Do you have college age kids? Do you remember being a college-aged kid yourself? Chances are likely that you can relate to how financially unsavvy college-aged kids can be. There are outliers, but most college-aged kids know very little about personal finance, and end up making expensive mistakes.
Some of you may relate to the freebies given out on campus to encourage signups. Free frisbee?! “Sure, I’ll sign up for your credit card!”
While others of you may still be paying back those crushing student loans, and wondering if the value of your education was really ‘worth it’.
In any case, we all make mistakes, but teaching our kids to do that before they leave home to go to college or strike out on their own is a smart way to ensure they don’t get a C or lower when it comes to their personal finance knowledge.
They’re excited they get to pay back student loans for the next 25 years!
College Students + Personal Finance Study
While I could talk anecdotally about college aged students, let’s instead dive into some data. Recently U.S. Bank released its 2015 U.S. Bank Students and Personal Finance Study based on a survey of 1,640 college students.* There were some interesting results.
- Nearly 50% of those surveyed said they would give themselves a C or below when asked how successful they are in managing their money.
- 91% of those surveyed learned about money from their parents, either directly or by example. This wasn’t shocking, but it does go to show you kids are watching AND listening. It’s not just about listening to what Mom & Dad say about money, if they hear you talk about saving, but see you racking up debt they are likely to live by example.
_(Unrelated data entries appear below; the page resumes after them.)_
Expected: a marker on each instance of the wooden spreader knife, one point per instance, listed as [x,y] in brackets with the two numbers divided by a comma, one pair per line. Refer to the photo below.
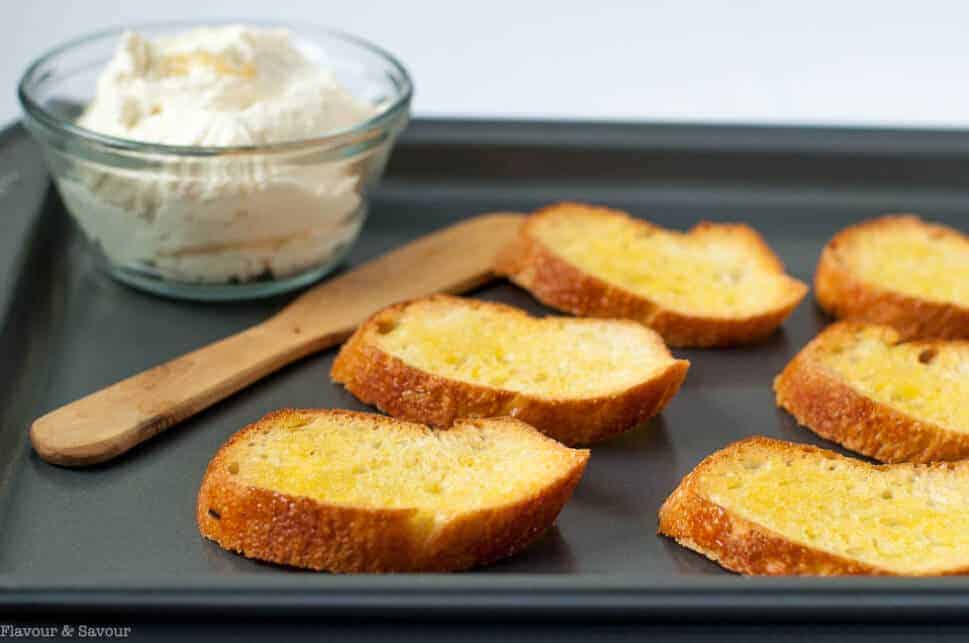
[111,421]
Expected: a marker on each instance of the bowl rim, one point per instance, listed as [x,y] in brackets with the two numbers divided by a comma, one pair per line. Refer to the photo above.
[348,135]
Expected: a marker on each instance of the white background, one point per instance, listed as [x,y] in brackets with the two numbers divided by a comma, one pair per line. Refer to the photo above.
[820,61]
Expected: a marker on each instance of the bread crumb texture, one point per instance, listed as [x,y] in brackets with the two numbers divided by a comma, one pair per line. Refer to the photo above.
[714,274]
[906,255]
[921,379]
[371,462]
[499,347]
[907,519]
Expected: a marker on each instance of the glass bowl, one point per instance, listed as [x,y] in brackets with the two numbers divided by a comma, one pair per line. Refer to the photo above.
[216,223]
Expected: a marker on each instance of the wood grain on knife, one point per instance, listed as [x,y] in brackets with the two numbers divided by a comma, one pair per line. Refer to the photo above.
[111,421]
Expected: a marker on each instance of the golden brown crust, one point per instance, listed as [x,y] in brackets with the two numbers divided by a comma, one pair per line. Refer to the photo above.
[821,401]
[742,545]
[556,282]
[302,532]
[845,295]
[410,393]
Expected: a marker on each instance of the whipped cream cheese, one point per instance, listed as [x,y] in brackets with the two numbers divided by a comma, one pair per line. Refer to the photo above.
[225,218]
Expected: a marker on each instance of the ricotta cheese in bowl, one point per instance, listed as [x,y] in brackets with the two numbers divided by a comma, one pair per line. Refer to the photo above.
[224,157]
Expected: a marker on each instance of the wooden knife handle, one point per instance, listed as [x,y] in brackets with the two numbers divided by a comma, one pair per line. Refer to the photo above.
[111,421]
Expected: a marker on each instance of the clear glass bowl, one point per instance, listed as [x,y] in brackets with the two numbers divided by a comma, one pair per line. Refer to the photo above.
[216,223]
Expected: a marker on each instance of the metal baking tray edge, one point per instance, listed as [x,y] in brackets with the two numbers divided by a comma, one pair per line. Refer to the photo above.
[935,158]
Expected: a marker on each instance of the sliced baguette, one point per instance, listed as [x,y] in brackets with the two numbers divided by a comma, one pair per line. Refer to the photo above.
[860,386]
[439,359]
[355,492]
[716,285]
[763,506]
[901,271]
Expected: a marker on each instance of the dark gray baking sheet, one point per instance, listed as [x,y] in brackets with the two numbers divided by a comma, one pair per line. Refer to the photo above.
[123,535]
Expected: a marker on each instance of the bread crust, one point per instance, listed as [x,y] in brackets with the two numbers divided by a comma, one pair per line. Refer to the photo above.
[302,532]
[558,283]
[410,393]
[827,405]
[843,294]
[744,546]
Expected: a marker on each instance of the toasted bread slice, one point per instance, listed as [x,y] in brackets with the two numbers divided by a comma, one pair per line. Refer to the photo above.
[442,358]
[716,285]
[863,388]
[763,506]
[356,492]
[901,271]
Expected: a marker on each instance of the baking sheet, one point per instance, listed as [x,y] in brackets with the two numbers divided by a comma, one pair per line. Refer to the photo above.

- 55% of students identified their parents as the #1 influence on their financial habits AND their go-to source for financial advice. This can be a good thing if your parents are fiscally responsible, but not great if your parents are struggling.
There is hope, though. The statistics also brought to light some ways you can help your kids whether they’re college age or headed that way in the near future.
Budgeting Advice For College Kids
Budgeting is the key to financial success. Knowing how much money you have coming in and how much is going out is only the beginning, but it’s a good place to start.
- 21% percent of students say they are barely keeping up on day-to-day expenses.
- Only 5% of students say they are prepared for unexpected expenses.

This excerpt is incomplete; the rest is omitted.